Avec un clin d’œil à Blanche-Neige, Julie Annen évoque le vivre ensemble d’une famille recomposée. De l’intégration au conte d’une expérience personnelle et d’un travail documentaire effectué en amont, il résulte une alchimie délicate, un spectacle intelligent et touchant sur les relations entre belle-mère et belle-fille.
Conte d’effet
Les parents de Blanche (Ninon Perez), le roi et la reine, ont divorcé. Le roi a une nouvelle amoureuse, M (Diana Fontannaz), qui devient de fait la belle-mère de Blanche. La marâtre, comme on dit dans les contes de fées, où le terme évoque la sorcière. « Mais non, la belle-mère n’est pas méchante ! », annoncent d’emblée les comédiennes en chœur. Car si le spectacle utilise certains codes du conte de fées, en prenant la royauté comme métaphore de la sphère familiale notamment, c’est pour déconstruire ce cliché tenace. C’est aussi et surtout pour raconter la relation entre belle-fille et belle-mère, avec tout ce que cela comporte de doutes, de colères, de tendresse. Mais l’originalité tient ici au fait que, contrairement au récit de Blanche-Neige, le point de vue est surtout celui de la belle-mère.

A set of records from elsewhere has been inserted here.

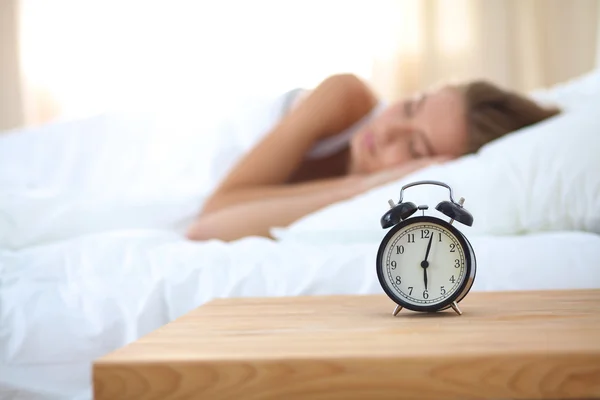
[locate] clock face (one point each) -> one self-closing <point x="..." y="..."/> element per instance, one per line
<point x="424" y="263"/>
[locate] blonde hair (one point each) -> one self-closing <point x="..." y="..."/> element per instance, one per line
<point x="493" y="112"/>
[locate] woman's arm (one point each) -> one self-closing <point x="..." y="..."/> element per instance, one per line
<point x="335" y="104"/>
<point x="259" y="216"/>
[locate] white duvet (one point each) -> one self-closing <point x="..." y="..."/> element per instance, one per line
<point x="92" y="257"/>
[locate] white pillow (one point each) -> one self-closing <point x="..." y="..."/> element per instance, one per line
<point x="541" y="178"/>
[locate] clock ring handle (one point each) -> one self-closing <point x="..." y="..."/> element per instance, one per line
<point x="426" y="183"/>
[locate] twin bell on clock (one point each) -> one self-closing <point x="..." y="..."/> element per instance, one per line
<point x="424" y="263"/>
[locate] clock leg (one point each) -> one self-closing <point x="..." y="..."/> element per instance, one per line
<point x="455" y="308"/>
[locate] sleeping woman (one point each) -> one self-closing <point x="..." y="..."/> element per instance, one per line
<point x="340" y="140"/>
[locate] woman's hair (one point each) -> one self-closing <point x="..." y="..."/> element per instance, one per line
<point x="493" y="112"/>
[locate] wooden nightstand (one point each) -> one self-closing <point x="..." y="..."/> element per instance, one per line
<point x="519" y="345"/>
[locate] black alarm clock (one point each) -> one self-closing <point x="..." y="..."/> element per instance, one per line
<point x="424" y="263"/>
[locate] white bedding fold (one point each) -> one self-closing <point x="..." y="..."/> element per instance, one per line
<point x="66" y="303"/>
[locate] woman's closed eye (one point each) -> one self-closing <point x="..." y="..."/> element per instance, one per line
<point x="413" y="148"/>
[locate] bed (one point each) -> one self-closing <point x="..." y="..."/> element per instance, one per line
<point x="92" y="214"/>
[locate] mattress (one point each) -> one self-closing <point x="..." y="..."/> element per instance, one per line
<point x="67" y="303"/>
<point x="92" y="254"/>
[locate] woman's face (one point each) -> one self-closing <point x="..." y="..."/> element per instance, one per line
<point x="432" y="124"/>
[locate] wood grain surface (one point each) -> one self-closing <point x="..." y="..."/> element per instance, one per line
<point x="506" y="345"/>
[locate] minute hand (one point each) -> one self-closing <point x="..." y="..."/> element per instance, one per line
<point x="428" y="247"/>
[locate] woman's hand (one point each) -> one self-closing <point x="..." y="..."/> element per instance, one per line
<point x="389" y="175"/>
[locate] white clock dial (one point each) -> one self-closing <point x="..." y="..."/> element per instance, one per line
<point x="419" y="277"/>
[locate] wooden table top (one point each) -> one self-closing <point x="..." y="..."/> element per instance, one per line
<point x="520" y="345"/>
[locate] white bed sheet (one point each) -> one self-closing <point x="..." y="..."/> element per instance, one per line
<point x="66" y="303"/>
<point x="91" y="255"/>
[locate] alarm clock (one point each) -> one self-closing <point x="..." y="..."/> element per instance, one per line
<point x="424" y="263"/>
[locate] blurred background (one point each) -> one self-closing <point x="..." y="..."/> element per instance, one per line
<point x="62" y="59"/>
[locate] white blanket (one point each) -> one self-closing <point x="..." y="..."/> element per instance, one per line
<point x="92" y="257"/>
<point x="67" y="303"/>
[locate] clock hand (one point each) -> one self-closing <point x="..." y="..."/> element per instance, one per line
<point x="425" y="263"/>
<point x="428" y="246"/>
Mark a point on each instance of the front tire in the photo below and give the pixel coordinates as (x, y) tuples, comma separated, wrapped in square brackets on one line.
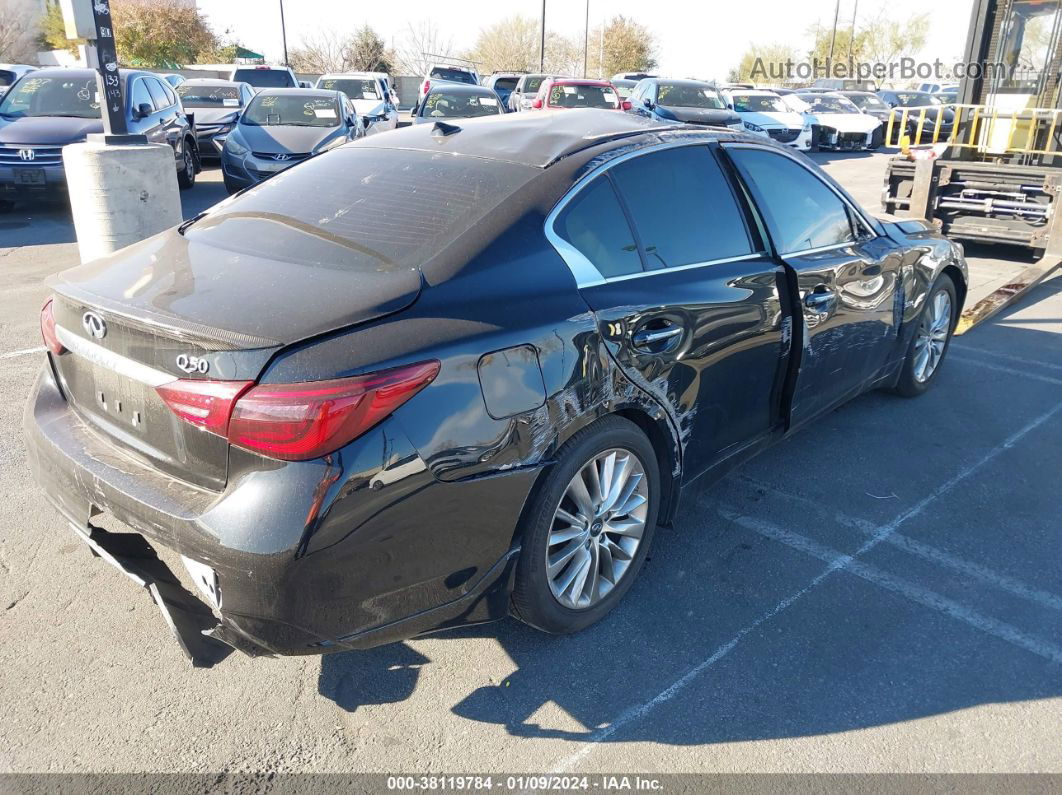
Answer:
[(931, 339), (588, 529)]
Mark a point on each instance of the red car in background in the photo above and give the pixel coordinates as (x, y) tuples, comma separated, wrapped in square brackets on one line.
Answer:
[(569, 92)]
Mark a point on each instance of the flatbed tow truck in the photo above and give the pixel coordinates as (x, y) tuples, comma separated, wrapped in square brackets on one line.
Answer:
[(988, 169)]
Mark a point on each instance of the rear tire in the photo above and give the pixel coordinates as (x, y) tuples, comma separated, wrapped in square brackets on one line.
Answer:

Sur la scène, une longue table et des chaises rappellent le palais royal. Avec ce simple mobilier qui représente le cœur du foyer, toutes les autres pièces sont évoquées, comme autant d’alcôves du théâtre intime de de Blanche et M., la table servant aussi bien de lit que de sol de salle de bain. Au début tout va bien, elles s’adorent, mues par une sincère bonne volonté. Mais peu à peu à peu, le poids du quotidien vient peser sur leur relation. M apprend le métier de mère, avec les charges mentale et émotionnelle qui lui sont liées, et la non-reconnaissance de ce travail : le goûter, les devoirs, la lecture, les jeux, la douche, la cuisine, le coucher. A la fin de la journée, elle est « lessivée-délivrée ». Cette répétitivité est traduite par une rengaine chorégraphiée que les deux comédiennes performent comme une formule rituelle de contes de fées. Pour Blanche, la difficulté est de trouver sa place au milieu d’un triangle formé par son père, sa mère et sa belle-mère. Toutes les deux sont tiraillées entre un amour sincère et l’épuisement ou la jalousie, qui va jusqu’à la rancœur. L’action alterne entre dialogues incarnés par les comédiennes et monologues à la première personne adressés au public, ce qui donne accès aux non-dits et aux émotions de chacune. Heureusement tout se finit dans la tendresse, dans une étreinte touchante.
Miroir, dis-moi le réel
Si l’histoire qui est montrée paraît si vraie, c’est qu’elle vient au départ de l’expérience propre de Julie Annen, qui a vécu ce type de relation, dans le rôle de la belle-mère. Avec l’aide de sa belle-fille, elles ont mené une enquête auprès de leurs proches qui étaient dans la même situation. Cette démarche documentaire se retrouve dans la forme du spectacle. Ce dernier s’ouvre et se conclut sur des enregistrements d’enfants effectués dans des classes, diffusant leurs points de vue sur cette thématique. Sur le plateau, une caméra retransmet des images du spectacle en direct dans… un miroir magique ! Quel meilleur symbole de l’alliance du conte et du documentaire que le miroir ? L’effet fonctionne à merveille et donne lieu à des images fortes, magiques – le câlin final notamment. Mais outre l’effet produit, la présence de la caméra symbolise cette volonté d’observation, d’enquête à l’origine même du spectacle. À plusieurs moments, les comédiennes manipulent la caméra, la déplacent, refont le cadrage, le tout à vue et à haute voix, montrant la fabrique du spectacle. Elles se filment comme si elles réalisaient un documentaire consacré aux émotions suscitées par leur relation. En plus d’assumer pleinement qu’on est au théâtre, ces moments sont des respirations qui laissent aux parents et aux enfants le temps de discuter de la séquence précédente.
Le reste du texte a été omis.